Some criticism of the gospels you might hear is that the accounts were written down much later than the events. For example, Luke was written down sometime before 70 AD. That means Luke may have written his account decades after Jesus was resurrected. However, these detractors fail to realize that much of what Luke contained was from writings that had been written much closer to the event. We do see from Luke that he got his information from people who were speaking and writing with the purpose to pass down the information. His goal was to be orderly. He wanted to take all of the accounts and put them in an order that would best convey the message to his audience.

The Purpose

Luke, among many others, was investigating and researching the claims of the gospel he heard. And what did Luke find? He found that what he had received as the gospel was trustworthy. So much so that he compiled the information and underwent the difficult process of writing down all that he had learned so that he could share it. His purpose was so that Theophilus would have the same confidence in the gospel that Luke did. The gospel is not simply good information. It is good news that calls us to follow a risen Jesus. Luke is not a simple historian. He writes with a purpose to grant confidence in what has been thoroughly investigated.

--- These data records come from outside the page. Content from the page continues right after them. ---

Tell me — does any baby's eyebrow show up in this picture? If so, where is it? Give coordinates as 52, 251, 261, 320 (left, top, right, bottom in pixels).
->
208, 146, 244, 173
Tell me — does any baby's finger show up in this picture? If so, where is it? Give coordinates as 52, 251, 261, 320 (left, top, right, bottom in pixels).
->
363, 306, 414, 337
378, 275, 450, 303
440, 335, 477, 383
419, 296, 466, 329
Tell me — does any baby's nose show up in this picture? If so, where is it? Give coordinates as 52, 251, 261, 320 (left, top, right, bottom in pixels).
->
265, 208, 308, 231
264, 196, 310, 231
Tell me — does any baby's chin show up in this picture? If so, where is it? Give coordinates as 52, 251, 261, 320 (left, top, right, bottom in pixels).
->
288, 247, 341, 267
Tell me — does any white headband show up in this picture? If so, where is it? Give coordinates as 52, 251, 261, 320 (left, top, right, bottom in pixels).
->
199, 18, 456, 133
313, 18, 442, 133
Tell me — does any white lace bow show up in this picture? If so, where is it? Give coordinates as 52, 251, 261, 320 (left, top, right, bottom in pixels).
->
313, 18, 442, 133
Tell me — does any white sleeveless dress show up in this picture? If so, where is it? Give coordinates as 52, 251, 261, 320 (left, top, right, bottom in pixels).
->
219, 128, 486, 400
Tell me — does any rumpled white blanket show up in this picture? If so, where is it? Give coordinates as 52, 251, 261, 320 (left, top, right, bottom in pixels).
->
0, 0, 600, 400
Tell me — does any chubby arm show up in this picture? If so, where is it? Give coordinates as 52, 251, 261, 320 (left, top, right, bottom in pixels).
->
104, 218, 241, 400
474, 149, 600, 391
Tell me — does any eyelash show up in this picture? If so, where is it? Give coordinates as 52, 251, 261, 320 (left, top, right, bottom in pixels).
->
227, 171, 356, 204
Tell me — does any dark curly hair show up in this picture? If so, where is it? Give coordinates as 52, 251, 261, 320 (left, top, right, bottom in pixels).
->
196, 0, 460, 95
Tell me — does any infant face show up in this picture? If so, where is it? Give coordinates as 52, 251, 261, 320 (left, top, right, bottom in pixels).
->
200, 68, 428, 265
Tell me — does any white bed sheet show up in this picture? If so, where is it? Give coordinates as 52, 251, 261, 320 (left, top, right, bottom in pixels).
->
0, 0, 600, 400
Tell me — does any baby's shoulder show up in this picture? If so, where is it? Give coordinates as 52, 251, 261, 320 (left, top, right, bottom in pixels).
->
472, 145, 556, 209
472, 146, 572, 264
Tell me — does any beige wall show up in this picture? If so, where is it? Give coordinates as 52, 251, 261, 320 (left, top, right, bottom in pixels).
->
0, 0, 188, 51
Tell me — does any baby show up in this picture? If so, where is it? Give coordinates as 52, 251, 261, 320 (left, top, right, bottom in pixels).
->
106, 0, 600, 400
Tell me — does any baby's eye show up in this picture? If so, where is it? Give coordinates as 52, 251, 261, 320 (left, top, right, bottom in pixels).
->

Luke wrote to defend this certainty to his reader. Even in the first century, God had set people about the task of writing to defend the truthfulness of what happened.

Conclusion

So with Luke, we can see the recipient, process, and purpose are all to give us confidence in the things that we believe regarding Jesus. Luke is a great book to build your confidence in what you have already learned. Luke desired to show the importance of the truthfulness of the gospel. It is not a mere story. Jesus really came, taught, died, and rose again. We can have confidence in the truthfulness of God’s word to us. God’s word has the purpose of bringing us life. So read with confidence the good news that Jesus is our Savior and many throughout the ages have gone to great lengths to ensure that we have and can trust that good news.